Everyone wants power and everyone is in a constant duplicitous game to gain more power at the expense of others, according to Greene, a screenwriter and former editor at Esquire (Elffers, a book packager, designed the volume, with its attractive marginalia). We live today as courtiers once did in royal courts: we must appear civil while attempting to crush all those around us. This power game can be played well or poorly, and in these 48 laws culled from the history and wisdom of the world’s greatest power players are the rules that must be followed to win. These laws boil down to being as ruthless, selfish, manipulative, and deceitful as possible. Each law, however, gets its own chapter: “Conceal Your Intentions,” “Always Say Less Than Necessary,” “Pose as a Friend, Work as a Spy,” and so on. Each chapter is conveniently broken down into sections on what happened to those who transgressed or observed the particular law, the key elements in this law, and ways to defensively reverse this law when it’s used against you.
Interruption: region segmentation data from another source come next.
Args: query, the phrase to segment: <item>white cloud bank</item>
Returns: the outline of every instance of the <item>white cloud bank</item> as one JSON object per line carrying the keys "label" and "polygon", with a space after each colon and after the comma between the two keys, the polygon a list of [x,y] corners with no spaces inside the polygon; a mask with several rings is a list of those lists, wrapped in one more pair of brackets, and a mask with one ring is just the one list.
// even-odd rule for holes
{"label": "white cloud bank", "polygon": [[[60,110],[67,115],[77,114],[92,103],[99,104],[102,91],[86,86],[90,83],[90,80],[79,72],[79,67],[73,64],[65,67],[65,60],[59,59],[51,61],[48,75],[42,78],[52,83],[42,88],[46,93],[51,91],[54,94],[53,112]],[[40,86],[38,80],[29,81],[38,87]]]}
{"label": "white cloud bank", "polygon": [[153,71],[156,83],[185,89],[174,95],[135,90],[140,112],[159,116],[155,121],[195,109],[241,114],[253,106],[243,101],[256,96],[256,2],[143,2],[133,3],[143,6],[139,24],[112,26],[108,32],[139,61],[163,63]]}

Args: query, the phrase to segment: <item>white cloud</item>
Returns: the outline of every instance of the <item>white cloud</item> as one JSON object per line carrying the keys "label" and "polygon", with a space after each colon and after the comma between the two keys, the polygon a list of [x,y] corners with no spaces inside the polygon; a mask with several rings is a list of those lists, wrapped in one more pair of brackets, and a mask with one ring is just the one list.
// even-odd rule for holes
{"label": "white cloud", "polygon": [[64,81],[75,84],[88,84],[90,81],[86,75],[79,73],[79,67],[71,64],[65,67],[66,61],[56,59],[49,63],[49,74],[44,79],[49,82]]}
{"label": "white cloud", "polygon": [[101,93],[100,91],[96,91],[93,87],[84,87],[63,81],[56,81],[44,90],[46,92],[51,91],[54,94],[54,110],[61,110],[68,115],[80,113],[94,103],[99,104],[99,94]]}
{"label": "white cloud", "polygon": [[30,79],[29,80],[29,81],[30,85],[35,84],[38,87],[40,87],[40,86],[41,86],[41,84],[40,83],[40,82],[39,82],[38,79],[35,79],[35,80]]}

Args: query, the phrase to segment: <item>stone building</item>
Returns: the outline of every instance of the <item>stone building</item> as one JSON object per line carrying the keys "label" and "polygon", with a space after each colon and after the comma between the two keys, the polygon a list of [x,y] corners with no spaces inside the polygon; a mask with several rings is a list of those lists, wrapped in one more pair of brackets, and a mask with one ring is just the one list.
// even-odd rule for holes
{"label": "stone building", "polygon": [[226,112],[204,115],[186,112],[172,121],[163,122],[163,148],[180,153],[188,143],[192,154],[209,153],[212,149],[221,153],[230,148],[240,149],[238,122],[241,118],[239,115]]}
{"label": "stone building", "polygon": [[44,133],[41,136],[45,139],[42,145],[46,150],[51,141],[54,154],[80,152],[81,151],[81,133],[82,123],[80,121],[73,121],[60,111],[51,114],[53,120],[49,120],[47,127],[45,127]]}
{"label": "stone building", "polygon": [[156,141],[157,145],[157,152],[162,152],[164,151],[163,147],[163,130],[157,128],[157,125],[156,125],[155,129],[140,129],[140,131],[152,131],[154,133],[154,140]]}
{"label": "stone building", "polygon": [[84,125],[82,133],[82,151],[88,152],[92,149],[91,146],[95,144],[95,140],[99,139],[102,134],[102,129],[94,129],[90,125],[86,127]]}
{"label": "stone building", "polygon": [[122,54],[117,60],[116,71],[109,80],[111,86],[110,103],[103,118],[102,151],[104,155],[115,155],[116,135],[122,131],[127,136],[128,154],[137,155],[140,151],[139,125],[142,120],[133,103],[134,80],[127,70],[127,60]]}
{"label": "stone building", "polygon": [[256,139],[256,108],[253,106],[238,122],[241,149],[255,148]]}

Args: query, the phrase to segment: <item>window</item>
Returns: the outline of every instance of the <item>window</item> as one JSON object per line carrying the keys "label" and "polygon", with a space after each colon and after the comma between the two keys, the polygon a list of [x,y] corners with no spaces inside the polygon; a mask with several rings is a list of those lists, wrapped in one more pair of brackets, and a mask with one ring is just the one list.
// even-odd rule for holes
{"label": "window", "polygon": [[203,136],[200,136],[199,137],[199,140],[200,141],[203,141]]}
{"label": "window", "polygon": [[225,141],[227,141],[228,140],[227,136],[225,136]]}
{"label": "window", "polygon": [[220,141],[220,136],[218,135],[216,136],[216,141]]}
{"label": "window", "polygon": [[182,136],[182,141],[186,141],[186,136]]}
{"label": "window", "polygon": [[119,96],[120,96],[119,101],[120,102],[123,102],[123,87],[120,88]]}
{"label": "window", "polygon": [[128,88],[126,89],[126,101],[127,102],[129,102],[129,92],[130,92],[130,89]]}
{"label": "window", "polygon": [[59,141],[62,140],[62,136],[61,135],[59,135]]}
Quotations in the margins amplify the lesson being taught. While compelling in the way an auto accident might be, the book is simply nonsense. Rules often contradict each other. We are told, for instance, to “be conspicuous at all cost,” then told to “behave like others.” More seriously, Greene never really defines “power,” and he merely asserts, rather than offers evidence for, the Hobbesian world of all against all in which he insists we live. The world may be like this at times, but often it isn’t. To ask why this is so would be a far more useful project.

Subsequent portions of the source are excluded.